Maskey testified that, had DSS been aware of them, the irregularities in this case would have resulted in the interlocutory’s not being entered prior to the expiration of 90 days from the birth of the child. Well within this 90-day period, Rogers filed her Motion for Relief From Interlocutory Decree. In short, had proper procedure — including proper notice procedure — been followed, *206Rogers would have been afforded adequate time to revoke her consent, and would have done so within the allowable period.

I agree that procedural defects should not outweigh the best interests of the child.
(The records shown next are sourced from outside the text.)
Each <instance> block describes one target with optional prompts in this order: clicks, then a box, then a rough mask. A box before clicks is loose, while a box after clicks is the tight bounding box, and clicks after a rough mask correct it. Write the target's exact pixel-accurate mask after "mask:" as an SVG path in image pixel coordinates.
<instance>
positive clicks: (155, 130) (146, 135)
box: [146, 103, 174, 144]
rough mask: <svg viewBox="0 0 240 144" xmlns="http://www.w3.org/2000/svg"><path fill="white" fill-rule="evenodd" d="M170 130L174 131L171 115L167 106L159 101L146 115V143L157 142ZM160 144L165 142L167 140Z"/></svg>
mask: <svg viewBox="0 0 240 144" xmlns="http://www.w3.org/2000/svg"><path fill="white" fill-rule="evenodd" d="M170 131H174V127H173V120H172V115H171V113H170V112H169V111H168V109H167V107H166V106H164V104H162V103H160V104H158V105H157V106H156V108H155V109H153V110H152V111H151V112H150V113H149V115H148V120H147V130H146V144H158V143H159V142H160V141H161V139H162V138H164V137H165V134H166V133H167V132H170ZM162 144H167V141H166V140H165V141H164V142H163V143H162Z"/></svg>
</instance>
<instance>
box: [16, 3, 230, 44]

The procedural irregularities in this case, however, seem purposeful, and designed to facilitate — as indeed happened —a “quick” and irrevocable adoption. Rogers may not be the victim of fraud, and any single procedural aberration, looked at in isolation, may not appear to be sufficient to void the adoption. When viewed together, however, the defects in this case are substantial and serious enough that we set a dangerous precedent by holding that this adoption may stand in spite of them. For public-policy reasons, to say to future parties that the courts of North Carolina will not endorse conduct that suggests a child was purchased, I would reverse the order of the trial judge. The majority’s warning of tragic consequences comes, in this case, too late.

II

At the very least, I would remand this case for additional findings.
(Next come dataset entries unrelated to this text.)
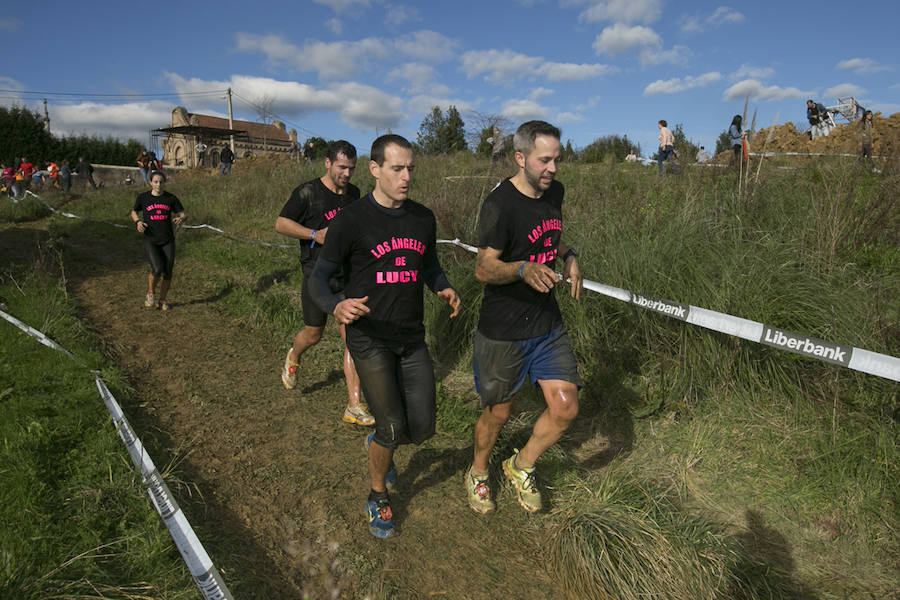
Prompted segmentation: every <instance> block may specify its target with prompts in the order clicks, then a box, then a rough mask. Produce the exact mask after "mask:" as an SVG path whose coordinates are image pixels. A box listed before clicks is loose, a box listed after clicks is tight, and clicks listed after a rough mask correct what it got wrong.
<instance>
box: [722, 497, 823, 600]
mask: <svg viewBox="0 0 900 600" xmlns="http://www.w3.org/2000/svg"><path fill="white" fill-rule="evenodd" d="M744 518H745V519H746V521H747V529H746V531H744V532H742V533H740V534H738V535H736V536H734V539H735V541H736V542H737V543H738V545H739V546H740V549H741V551H742V554H743V556H744V557H745V560H746V564H744V565H739V566H738V571H739V573H738V574H739V576H740V578H741V580H742V581H741V583H742V584H743V585H745V586H747V587H748V588H749V590H748V591H749V592H750V595H751V597H763V598H768V597H771V598H790V599H791V600H817V599H818V598H819V596H818V595H817V594H815V593H814V592H813V591H812V590H810V589H808V588H807V587H806V586H804V585H802V584H801V583H798V582H797V581H795V580H794V576H793V573H794V570H795V562H794V558H793V556H791V551H790V547H789V545H788V541H787V538H786V537H785V536H784V535H783V534H782V533H781V532H779V531H778V530H777V529H774V528H772V527H768V526H767V525H766V524H765V522H764V520H763V516H762V513H761V512H760V511H758V510H755V509H750V508H748V509H747V510H746V511H745V512H744ZM735 592H736V593H735V595H734V597H741V595H740V593H739V591H738V590H735ZM745 593H746V592H745Z"/></svg>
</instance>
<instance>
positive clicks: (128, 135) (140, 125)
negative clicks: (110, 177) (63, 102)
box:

First, I believe the judge erred by excluding the testimony of Cynthia Kisser as to the alleged behavioral-modification practices of The Way International. The judge sustained defendants’ objection that Kisser’s expertise did not conform to an area of generally accepted explanatory theory and that her testimony was not relevant. The majority holds that the judge ruled correctly because “plaintiffs made no effort to establish that Ms. Kisser’s purported area of expertise has received general acceptance in relevant academic or scientific communities . . . .” However,

[ejxpert testimony is properly admissible when it can assist the [trier of fact] in drawing certain inferences from facts and the expert is better qualified than the [trier of fact] to draw such inferences. It is not necessary that an expert be experienced with the identical subject matter at issue or be a specialist, licensed, or even engaged in a specific profession. This Court has not adhered exclusively to the view that expert testimony must be based upon ‘generally accepted’ scientific methods. It is enough that the expert witness ‘because of his expertise is in a better position to have an opinion on the subject than is the trier of fact.’
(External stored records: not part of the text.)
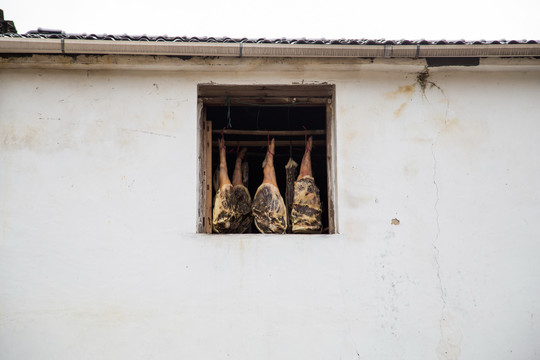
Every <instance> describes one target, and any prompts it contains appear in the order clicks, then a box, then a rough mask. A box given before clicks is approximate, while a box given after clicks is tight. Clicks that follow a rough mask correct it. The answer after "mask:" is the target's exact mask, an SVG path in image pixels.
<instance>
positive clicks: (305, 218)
mask: <svg viewBox="0 0 540 360" xmlns="http://www.w3.org/2000/svg"><path fill="white" fill-rule="evenodd" d="M312 143H313V139H312V137H309V139H308V140H307V141H306V150H305V152H304V157H303V158H302V163H301V165H300V173H299V174H298V179H297V180H296V181H295V183H294V200H293V205H292V210H291V221H292V231H293V233H296V234H310V233H320V232H321V231H322V222H321V213H322V209H321V197H320V195H319V188H318V187H317V186H316V185H315V179H314V178H313V172H312V169H311V148H312Z"/></svg>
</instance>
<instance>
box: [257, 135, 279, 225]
mask: <svg viewBox="0 0 540 360" xmlns="http://www.w3.org/2000/svg"><path fill="white" fill-rule="evenodd" d="M274 148H275V143H274V139H272V141H271V142H270V143H269V144H268V151H267V152H266V157H265V159H264V162H263V175H264V177H263V181H262V184H261V185H260V186H259V188H258V189H257V192H256V193H255V196H254V197H253V204H252V212H253V219H254V223H255V226H256V227H257V229H258V230H259V231H260V232H262V233H263V234H272V233H273V234H283V233H285V230H286V229H287V208H286V207H285V203H284V202H283V198H282V197H281V193H280V192H279V189H278V186H277V181H276V172H275V169H274Z"/></svg>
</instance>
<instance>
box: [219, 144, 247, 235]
mask: <svg viewBox="0 0 540 360" xmlns="http://www.w3.org/2000/svg"><path fill="white" fill-rule="evenodd" d="M218 146H219V173H218V182H219V188H218V190H217V192H216V197H215V199H214V209H213V211H212V215H213V216H212V228H213V230H214V231H215V232H217V233H220V234H226V233H243V232H245V231H246V230H247V229H248V228H249V226H250V224H251V220H252V217H251V211H250V210H251V197H250V196H249V192H248V191H247V189H246V187H245V186H244V185H243V184H242V173H241V164H242V159H243V157H244V155H245V152H246V151H245V149H243V150H242V151H241V152H240V153H239V154H238V156H237V158H236V166H235V169H234V173H233V183H231V181H230V179H229V175H228V170H227V153H226V149H225V141H224V140H223V139H218ZM238 179H240V180H238ZM238 181H240V183H238Z"/></svg>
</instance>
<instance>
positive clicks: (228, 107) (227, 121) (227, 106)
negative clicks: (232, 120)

*207State v. Evangelista, 319 N.C. 152, 163-64, 353 S.E.2d 375, 383-84 (1987) (citations omitted). It is the reliability of the scientific method, and not its popularity within a scientific community, that is the relevant focus. State v. Bullard, 312 N.C. 129, 149, 322 S.E.2d 370, 381-82 (1984). The judge, of course, enjoys “wide latitude of discretion” when deciding whether to allow expert testimony. Evangelista, 319 N.C. at 164, 353 S.E.2d at 384. That discretion, however, must be exercised in light of the correct standard. Accordingly, I would remand for a proper finding as to Kisser’s qualifications and, if she is found to be qualified, for additional findings of fact that include a consideration of her testimony.

Second, I respectfully disagree with the majority that the exclusion of evidence about the practices of The Way International was “harmless in th[e] context” of determining PEP’s best interests. In determining a child’s best interests, the judge may properly consider the parents’ religious beliefs and practices. Cf. In re Custody of King, 11 N.C. App. 418, 419, 181 S.E.2d 221, 221 (1971) (in finding changed circumstances, trial judge entered finding that mother participated in local church activities); see Rogers v. Rogers, 490 So.2d 1017, 1019 (Fla. Dist. Ct. App. 1986) (adopting holding of Alabama Supreme Court that beliefs and practices may be considered as factor in custody determination, but award of custody may not be conditioned on restriction of parent’s First Amendment rights); see generally Annotation, Religion as Factor in Child Custody and Visitation Cases, 22 A.L.R.4th 971 (1983). In this case, every relevant factor should have been considered, and I would not hold that the failure to do so was harmless.